We’ll definitely be going back; my only worry is that the owner has just celebrated 30 years of running the restaurant and who knows how much longer she will keep going – why didn’t we find this place when we first came here? We could have had years of culinary enjoyment.

Sunday, 25 September 2016

Journées du Patrimoine

Moss has taken over the crumbled towers
Last weekend were the Journées du Patrimoine – the European Heritage Days. This weekend, towards the end of September, is always a feast for us perpetual tourists as they are the two days in the year that some special places are open and it is the weekend that entry into the large attractions is free or at a reduced price.

Cees is the senior tourist and he pours over the pages of the newspaper (aka Le Journals de Saône et Loire) and spends hours trawling the internet to find out exactly what is going on. Priority is given to places that are rarely open and a couple of days before the Saturday, a proposed visit plan is presented to the junior tourist. She then scrutinises, criticises and adjusts the programme and we come up with our final plan of attack.

The largest part of Lournand castle that is still standing
Sadly this year, the weather, which has been hot and very summery, decided to break on the Saturday morning. The day started grey so that the flypast I mentioned in my last blog was cancelled. Not a good omen for the weekend. But even faced with such adversity, we were not downhearted and we moved from the non-existent fly past to our next destination - the castle at Lournand. This castle is only ever open to the public on the Journeés du Patrimoine and so it is a must see. The site is large and rather dangerous for those who do not know their way around, so it normally locked and the public is kept away except for these two days when guided visits are available. Saturday we were there for the first tour after lunch and we were not disappointed.

Trees growing into the stonework
The site is much larger than I had expected and we were escorted around by the president of the association that has dedicated itself to rejuvenating the site. They won’t be rebuilding the castle, but they are restoring it into a safe state. To rebuild would be an impossible task and would take away from the beauty of the place in my opinion. I was fascinated by the way nature had taken over this ancient structure during its years of neglect. Where the towers have collapsed, moss has covered the stones in a brilliant green carpet and where the walls are still standing, trees have grown into the stonework creating a feast for the eye.
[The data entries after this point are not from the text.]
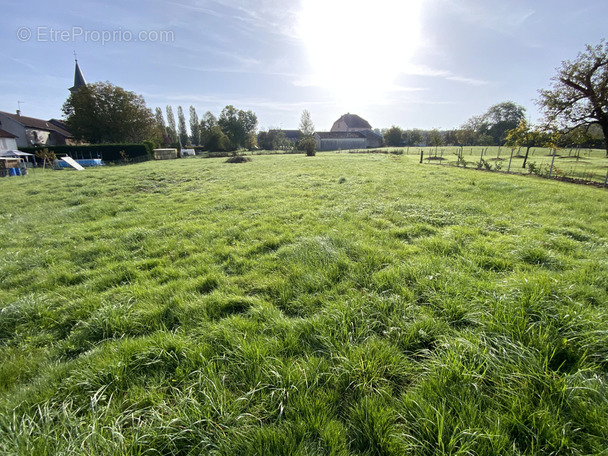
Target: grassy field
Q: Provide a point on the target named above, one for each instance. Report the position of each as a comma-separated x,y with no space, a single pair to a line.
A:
336,305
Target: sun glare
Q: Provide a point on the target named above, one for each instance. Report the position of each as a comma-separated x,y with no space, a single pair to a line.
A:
358,48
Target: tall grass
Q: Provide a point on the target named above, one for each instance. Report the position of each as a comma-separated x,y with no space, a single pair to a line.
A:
346,304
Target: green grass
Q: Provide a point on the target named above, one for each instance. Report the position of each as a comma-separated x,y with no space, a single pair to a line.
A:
336,305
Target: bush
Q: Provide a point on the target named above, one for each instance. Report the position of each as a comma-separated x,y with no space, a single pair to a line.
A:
107,152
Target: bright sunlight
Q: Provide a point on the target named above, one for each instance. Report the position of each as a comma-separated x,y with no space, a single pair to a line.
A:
358,48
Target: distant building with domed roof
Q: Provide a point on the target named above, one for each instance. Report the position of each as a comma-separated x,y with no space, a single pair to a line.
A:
348,132
351,122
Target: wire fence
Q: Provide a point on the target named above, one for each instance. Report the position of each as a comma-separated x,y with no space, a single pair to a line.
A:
574,165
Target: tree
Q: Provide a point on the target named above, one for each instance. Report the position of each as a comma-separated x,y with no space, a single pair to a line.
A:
393,137
181,127
237,125
501,118
466,137
215,139
435,138
579,92
195,127
104,113
526,136
307,130
171,128
492,126
160,123
208,121
412,137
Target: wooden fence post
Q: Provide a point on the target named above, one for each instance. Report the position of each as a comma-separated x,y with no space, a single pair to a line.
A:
552,161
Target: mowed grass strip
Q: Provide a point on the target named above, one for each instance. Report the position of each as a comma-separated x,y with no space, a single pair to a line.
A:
341,304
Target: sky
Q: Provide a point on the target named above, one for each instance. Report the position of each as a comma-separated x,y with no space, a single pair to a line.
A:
410,63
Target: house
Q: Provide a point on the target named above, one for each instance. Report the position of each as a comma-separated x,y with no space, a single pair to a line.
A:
348,132
8,141
335,140
29,131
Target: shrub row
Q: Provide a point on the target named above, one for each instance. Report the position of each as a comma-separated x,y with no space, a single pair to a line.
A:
107,152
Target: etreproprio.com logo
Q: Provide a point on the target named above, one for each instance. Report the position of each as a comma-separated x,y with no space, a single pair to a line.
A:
46,34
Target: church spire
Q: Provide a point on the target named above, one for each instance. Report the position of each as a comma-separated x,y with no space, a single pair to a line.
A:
78,77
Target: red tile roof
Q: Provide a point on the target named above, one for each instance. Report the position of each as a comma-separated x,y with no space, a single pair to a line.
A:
39,124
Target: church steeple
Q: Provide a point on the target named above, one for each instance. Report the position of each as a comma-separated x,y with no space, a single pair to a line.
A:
78,77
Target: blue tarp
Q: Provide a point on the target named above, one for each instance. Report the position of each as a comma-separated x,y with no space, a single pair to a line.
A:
85,163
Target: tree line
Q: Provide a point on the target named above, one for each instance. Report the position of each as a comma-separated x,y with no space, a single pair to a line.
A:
233,129
575,109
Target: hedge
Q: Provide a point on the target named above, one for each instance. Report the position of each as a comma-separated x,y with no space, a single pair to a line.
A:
107,152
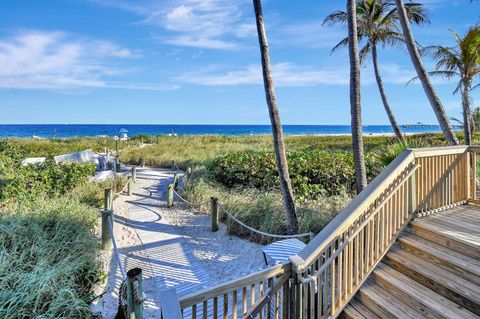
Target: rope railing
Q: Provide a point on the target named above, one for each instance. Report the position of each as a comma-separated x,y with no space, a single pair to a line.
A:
188,202
172,191
229,214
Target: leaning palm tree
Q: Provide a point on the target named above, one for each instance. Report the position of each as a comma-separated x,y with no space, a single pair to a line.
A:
278,143
461,61
423,76
355,106
377,24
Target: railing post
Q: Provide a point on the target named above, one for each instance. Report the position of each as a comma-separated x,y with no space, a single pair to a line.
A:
134,294
129,185
175,181
106,236
214,213
474,175
107,218
412,193
170,195
117,163
134,174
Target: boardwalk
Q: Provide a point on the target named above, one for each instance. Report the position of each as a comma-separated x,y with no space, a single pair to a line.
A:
173,246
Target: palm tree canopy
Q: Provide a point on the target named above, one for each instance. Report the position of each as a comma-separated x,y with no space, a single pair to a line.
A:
377,23
461,60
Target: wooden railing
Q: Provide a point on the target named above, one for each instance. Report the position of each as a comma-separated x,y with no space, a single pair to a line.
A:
336,262
320,281
235,298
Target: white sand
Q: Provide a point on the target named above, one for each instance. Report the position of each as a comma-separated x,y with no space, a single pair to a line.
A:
217,256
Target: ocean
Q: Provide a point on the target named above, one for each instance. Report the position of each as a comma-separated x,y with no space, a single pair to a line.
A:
72,130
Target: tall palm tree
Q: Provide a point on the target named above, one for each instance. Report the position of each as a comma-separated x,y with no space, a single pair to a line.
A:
377,24
355,106
463,62
277,132
423,76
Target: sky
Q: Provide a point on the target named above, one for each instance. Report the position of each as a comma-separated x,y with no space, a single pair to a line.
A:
198,62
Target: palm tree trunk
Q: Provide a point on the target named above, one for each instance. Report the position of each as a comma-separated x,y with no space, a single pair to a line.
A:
386,105
355,107
467,117
423,76
278,143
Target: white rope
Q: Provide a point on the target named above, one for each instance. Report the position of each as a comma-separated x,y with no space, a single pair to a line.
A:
190,203
258,231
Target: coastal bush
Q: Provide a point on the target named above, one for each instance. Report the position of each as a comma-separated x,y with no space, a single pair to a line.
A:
48,259
262,209
313,172
48,179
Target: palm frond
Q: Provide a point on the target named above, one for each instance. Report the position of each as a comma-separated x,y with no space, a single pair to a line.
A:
336,18
343,43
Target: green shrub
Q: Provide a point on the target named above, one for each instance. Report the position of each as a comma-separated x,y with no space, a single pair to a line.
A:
48,259
313,172
47,179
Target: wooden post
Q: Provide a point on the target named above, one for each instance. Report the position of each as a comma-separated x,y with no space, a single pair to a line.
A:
474,175
108,199
412,193
106,235
134,174
107,218
117,163
175,181
170,195
129,185
134,308
214,213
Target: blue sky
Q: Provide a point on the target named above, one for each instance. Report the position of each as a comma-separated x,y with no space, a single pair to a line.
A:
197,62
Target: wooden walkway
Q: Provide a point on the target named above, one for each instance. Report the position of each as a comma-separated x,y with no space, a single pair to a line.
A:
172,262
432,271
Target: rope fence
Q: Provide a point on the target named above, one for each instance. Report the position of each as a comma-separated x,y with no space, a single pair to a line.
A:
229,214
215,205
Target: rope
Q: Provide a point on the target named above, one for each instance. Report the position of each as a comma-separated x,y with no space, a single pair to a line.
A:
258,231
190,203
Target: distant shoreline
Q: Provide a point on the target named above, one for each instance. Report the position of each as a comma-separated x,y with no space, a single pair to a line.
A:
83,130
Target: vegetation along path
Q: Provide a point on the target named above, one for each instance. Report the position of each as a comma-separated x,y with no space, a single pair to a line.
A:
174,246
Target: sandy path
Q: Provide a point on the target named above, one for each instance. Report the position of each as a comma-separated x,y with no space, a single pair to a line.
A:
173,246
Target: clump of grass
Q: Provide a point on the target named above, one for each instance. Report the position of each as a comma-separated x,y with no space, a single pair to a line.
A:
48,259
263,209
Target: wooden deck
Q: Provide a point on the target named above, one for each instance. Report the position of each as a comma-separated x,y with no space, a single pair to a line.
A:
432,271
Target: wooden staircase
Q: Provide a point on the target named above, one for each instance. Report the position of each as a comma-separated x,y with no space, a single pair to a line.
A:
432,271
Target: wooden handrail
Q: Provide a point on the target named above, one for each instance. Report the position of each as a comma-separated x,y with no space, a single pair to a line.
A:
228,286
345,218
169,306
320,281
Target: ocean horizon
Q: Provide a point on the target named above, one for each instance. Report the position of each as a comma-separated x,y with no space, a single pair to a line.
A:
80,130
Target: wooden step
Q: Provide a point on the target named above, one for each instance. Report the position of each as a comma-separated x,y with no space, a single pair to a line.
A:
447,259
383,304
356,310
447,237
425,301
449,285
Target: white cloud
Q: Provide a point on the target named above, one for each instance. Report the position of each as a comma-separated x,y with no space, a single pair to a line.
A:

It started to drizzle as we went round, but we completed the whole visit (not far short of two hours) relatively dry.

We then moved on to see a small chapel that is never open - not really exciting, but it was turned into a post office for the weekend, so we bought a postcard and mailed it to ourselves.

Sunday dawned even more miserably than Saturday and by the time we set off (09.30) it was chucking it down. Knowing that it was likely to rain, we had reserved the indoor sites for this day. We went to the Doyanée at Bezornay, which has been split into four residential properties and is therefore never open to the public. It was a real treat. We had visited the site many months ago, but of course we could only see the outside and not all of that either. Seeing the place from the inside gave us new insights as to how the whole was in its heyday.

Imagine a living room like this
The chapel, which has just been restored and is now someone’s living room was spectacular, the attention to detail in the restoration process and the enthusiasm of the owner, made that for me the highlight of the weekend.

Despite the horrible weather, it was a very successful weekend.

Monday dawned sunny and we are now back to the Indian summer we have been enjoying for the last few weeks - long may it last.